Da klopfte es an der Tür und meinem blieb Großvater fast das Herz stehen. Tatsächlich war es leicht eingefädelt, denn niemand anderes als Bili und Koran standen vor der Tür und rezitierten die Sätze, die sie miteinander abgesprochen hatten: "Wir bringen dir die Post. - Du bist etwas blass, geht es dir nicht gut? - Was für ein Stein? - Den müssen die Bauarbeiter da gelassen haben, wir wissen von nichts. - Ja, tatsächlich, da ist ein Brief aus Klatsch, woher wusstest du das? Wir hatten uns die Umschläge noch gar nicht angesehen ..." So ähnlich ward das wohl abgelaufen sein.
Als die Türe wieder ins Schloss fiel und zwei erleichterte Zwerge fortliefen, um Gorin lachend zu berichten, war mein Großvater völlig baff. Jeder Zweifel daran, dass es sich nur um einen, gelinde gesagt, attraktivitätsbehinderten Klumpen Erz handeln könnte, war weggewischt.
"Bift du auch fo hungrig?", fuhr Schmili listig das Zwiegespräch per Sprachrohr fort. "Ich habe Fleif für unf beide in der Küche erfeinen laffen. Brätft du ef bitte an?
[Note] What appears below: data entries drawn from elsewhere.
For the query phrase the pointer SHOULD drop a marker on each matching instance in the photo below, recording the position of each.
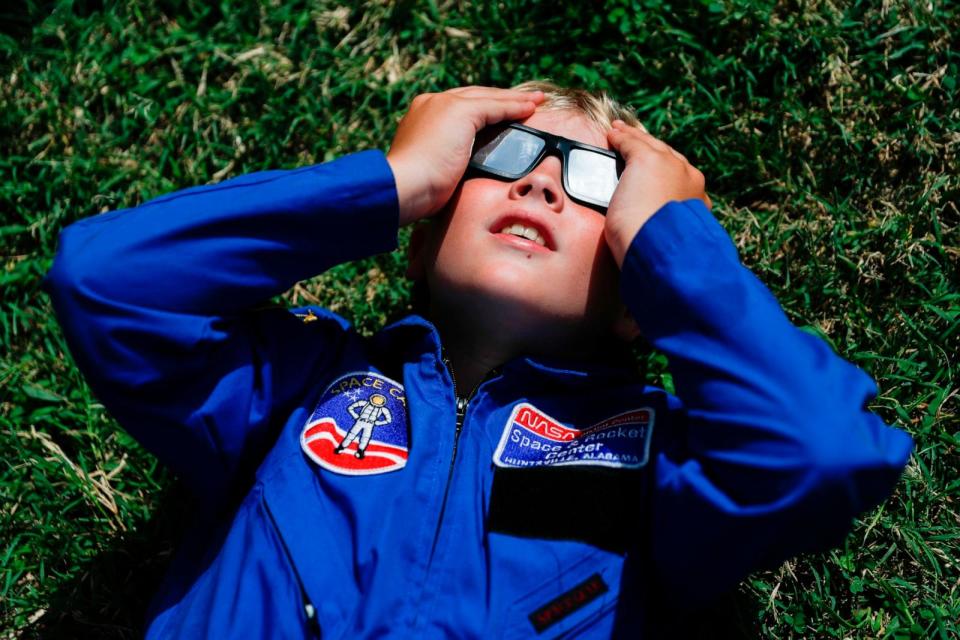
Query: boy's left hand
(655, 174)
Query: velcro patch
(531, 438)
(568, 602)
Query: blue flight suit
(766, 451)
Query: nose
(543, 183)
Ich mag meine Mahlfeiten warm."
Kaum dass mein Großvater in die Küche fortgelaufen war, schlich sich Kumpel aus dem Versteck, löste den Faden vom Schaukelstuhl, rollte ihn auf und machte sich aus dem Haus, so leise er konnte, um mit den Kollegen das Ende des Streichs vorzubereiten. Während Schneckig in gläubiger Demut Fleisch anbriet und der angebliche Gott Offler weiter auf ihn einredete, scharte Wumpel die Besucher jenes Pseudopolischen Tierhaltungsgeländes, auf dem sie ja arbeiteten, für eine besondere Attraktion am Hause meines Armen Großväterchens zusammen. Dort wartete Gorin auf sie - auf uns, muss man sagen, denn ich stand in der Menge - und Gorin erklärte mit breitem Grinsen, was als nächstes geschehen würde.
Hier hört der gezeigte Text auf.